Book Reviews: ‘Collusion’ By Nomi Prins; ‘A Green Bank Of England’ By Rob Macquarie, Positive Money

LaRae LongBooks and Reviews, Articles by Hazel Henderson

Hazel Henderson
Green Economy, Circular Economy, energy, natural resources

Summary

In Collusion Nomi Prins, former Goldman Sachs executive, documents how the global fraternity of central bankers colludes in their money-creation strategies.

In A Green Bank of England, monetary theorist Rob Macquarie shows how central bankers can shift money-creation from bailing out past mistakes to investing in sustainable, greener economies for humanity’s.

These two book provide clarity for asset owners and managers to invest in knowledge-richer green technologies beyond obsolete formulas and algos.

By Hazel Henderson

In Collusion, former Wall Street executive Nomi Prins follows her previous six books in a deep, exhaustive dive into how the global fraternity of central bankers continue to coordinate their monetary strategies to serve their various political and financial alliances. In shocking detail, author Prins tracks these behavior patterns and how they manifested in many countries during and after the 2007-8 financial crises. The extent of these market manipulations and what Prins calls “money-conjuring” strategies, whether on interest rates, quantitative easing (QE), negative interest rates, selection of bond purchases are described in the USA, the European Union’s ECB, Mexico, Brazil, China, Japan and detailed in Germany France and Britain (pre and post Brexit).

Prins shines a light into all the deals, handshakes, machinations and their justification in financial media relations and academic theorizing from Jackson Hole to World Bank-IMF meetings. We see the results of the US dollar hegemony and how China’s former central bank president challenged it with the help of Christine Lagarde and installed China’s RMB as part of the basket of currencies backing the IMF’s Special Drawing Rights (SDRs).

Monetary reformers have toiled for decades to break through the curtain of elite ideology and pseudo-scholarship of economists protecting the secretive politics of money-creation and credit-allocation (see for example Ethical Markets TV show “The Money Fix”; the Canadian journal COMER; the American Monetary Institute; lawyer Ellen Brown’s “The Web of Debt” and “The Public Bank Solution”). Prins’ research in Collusion offers all the evidence and the smoking guns.

Today, the central bankers’ global game is now also in the crosshairs due to the rise of fintech and cryptocurrencies, as I note in “FINTECH: Good and Bad News for Sustainable Finance” (2016) and the research reports of the UN Inquiry on Sustainable Finance unepinquiry.org. While most cryptocurrencies are merely speculative strings of digital code (not the fake visuals they sport of non-existent shiny coins) they have no intrinsic value or tether. Yet they have challenged the central bankers’ fiat currencies on the very same grounds: as mere promises. Nevertheless, one can trust fiats if one trusts the issuing governments, whereas cryptos have no accountable issuer. Prior theories are swept away by all these new revelations that currencies are not wealth, cannot be a reliable store of value, but remain useful mediums of exchange if well-managed, simply tracking and scoring units like centimeters, inches, or kilograms, as I describe in Money Is Not Wealth: Cryptos v. Fiats!
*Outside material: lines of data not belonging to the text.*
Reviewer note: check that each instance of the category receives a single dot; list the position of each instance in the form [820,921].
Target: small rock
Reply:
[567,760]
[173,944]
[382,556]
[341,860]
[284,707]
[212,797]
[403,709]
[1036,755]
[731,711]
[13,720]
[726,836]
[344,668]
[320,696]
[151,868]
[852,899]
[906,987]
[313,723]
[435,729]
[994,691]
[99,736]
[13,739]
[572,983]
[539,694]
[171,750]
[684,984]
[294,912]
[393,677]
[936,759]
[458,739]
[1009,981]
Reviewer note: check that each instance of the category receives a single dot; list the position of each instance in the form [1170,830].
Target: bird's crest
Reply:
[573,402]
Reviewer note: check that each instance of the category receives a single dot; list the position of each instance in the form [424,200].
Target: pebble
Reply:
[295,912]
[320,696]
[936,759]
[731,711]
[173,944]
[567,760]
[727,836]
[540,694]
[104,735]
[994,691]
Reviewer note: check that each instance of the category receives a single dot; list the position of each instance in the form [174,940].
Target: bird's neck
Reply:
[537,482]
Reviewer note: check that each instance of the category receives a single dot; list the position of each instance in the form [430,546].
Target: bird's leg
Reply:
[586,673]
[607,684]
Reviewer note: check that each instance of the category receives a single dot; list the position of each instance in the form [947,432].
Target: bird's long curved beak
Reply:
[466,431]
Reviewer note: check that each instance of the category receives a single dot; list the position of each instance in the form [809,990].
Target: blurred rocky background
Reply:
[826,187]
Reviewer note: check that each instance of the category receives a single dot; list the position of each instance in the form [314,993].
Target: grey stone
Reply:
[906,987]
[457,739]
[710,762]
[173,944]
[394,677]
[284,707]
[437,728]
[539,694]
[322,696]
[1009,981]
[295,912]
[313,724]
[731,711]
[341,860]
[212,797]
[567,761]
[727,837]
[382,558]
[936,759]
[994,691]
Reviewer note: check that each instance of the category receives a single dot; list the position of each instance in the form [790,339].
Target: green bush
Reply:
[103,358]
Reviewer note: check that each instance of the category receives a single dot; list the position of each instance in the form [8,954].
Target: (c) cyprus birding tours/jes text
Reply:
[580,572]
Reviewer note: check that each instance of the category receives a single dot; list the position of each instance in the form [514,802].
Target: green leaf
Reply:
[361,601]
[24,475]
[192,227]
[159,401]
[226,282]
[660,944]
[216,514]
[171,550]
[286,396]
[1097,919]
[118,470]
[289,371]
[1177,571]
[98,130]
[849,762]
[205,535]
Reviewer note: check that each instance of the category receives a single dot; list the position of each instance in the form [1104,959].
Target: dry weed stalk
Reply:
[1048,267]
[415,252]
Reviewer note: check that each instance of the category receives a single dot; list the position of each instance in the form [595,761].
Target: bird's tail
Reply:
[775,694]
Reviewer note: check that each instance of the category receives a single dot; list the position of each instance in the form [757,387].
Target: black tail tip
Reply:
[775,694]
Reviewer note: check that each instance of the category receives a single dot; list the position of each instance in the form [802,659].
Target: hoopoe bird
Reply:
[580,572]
In A Green Bank of England, author Rob Macquarie shows how simply the venerable UK central bank could change a few rules at the direction of Parliament. Thus it could steer Britain’s economy toward fostering (rather than continuing to block) technological evolution toward the cleaner, greener, knowledge-richer, renewable energy-based circular economy…beyond the fossilized sectors of the past Industrial Era.

This brilliant, succinct report, free and downloadable, has already been recognized with wide coverage in the financial press and media, as well as endorsed by many members of the UK Parliament. We can expect that its viable menu of reforms can hasten Britain’s chosen path toward sustainability.

All the 17 targets of the Sustainable Development Goals (SDGs) adopted by the 195 member countries of the United Nations in 2015 might well be achievable by 2030. That is, IF the world’s central bankers followed the reforms outlined in A Green Bank of England, and if its head, Mark Carney were to follow up with implementing these reforms. Carney has already adopted the new agenda beyond money -denominated GDP growth embodied in the SDGs, along with Michael Bloomberg in their leadership of the Taskforce on Climate-related Financial Disclosure (TCFD). Author Macquarie points out that this disclosure mandate of fossil-related risks to assets must also apply to central banks’ assets, lending and bond-buying in QE which should also be disclosed. The private assets now invested in sustainably – managed portfolios worldwide is estimated at $23 trillion US. Our Green Transition Scoreboard 2018 finds $9.3 trillion US of private green investments worldwide in renewable energy, efficiency, green building, water, corporate R&D, as well as digital lending, finance, remittances, education and other life systems since 2007.

Time to turn central banking from part of the global problem to becoming part of the solution. Both of these books are must reads for asset managers dealing with stranded assets in fossilized sectors.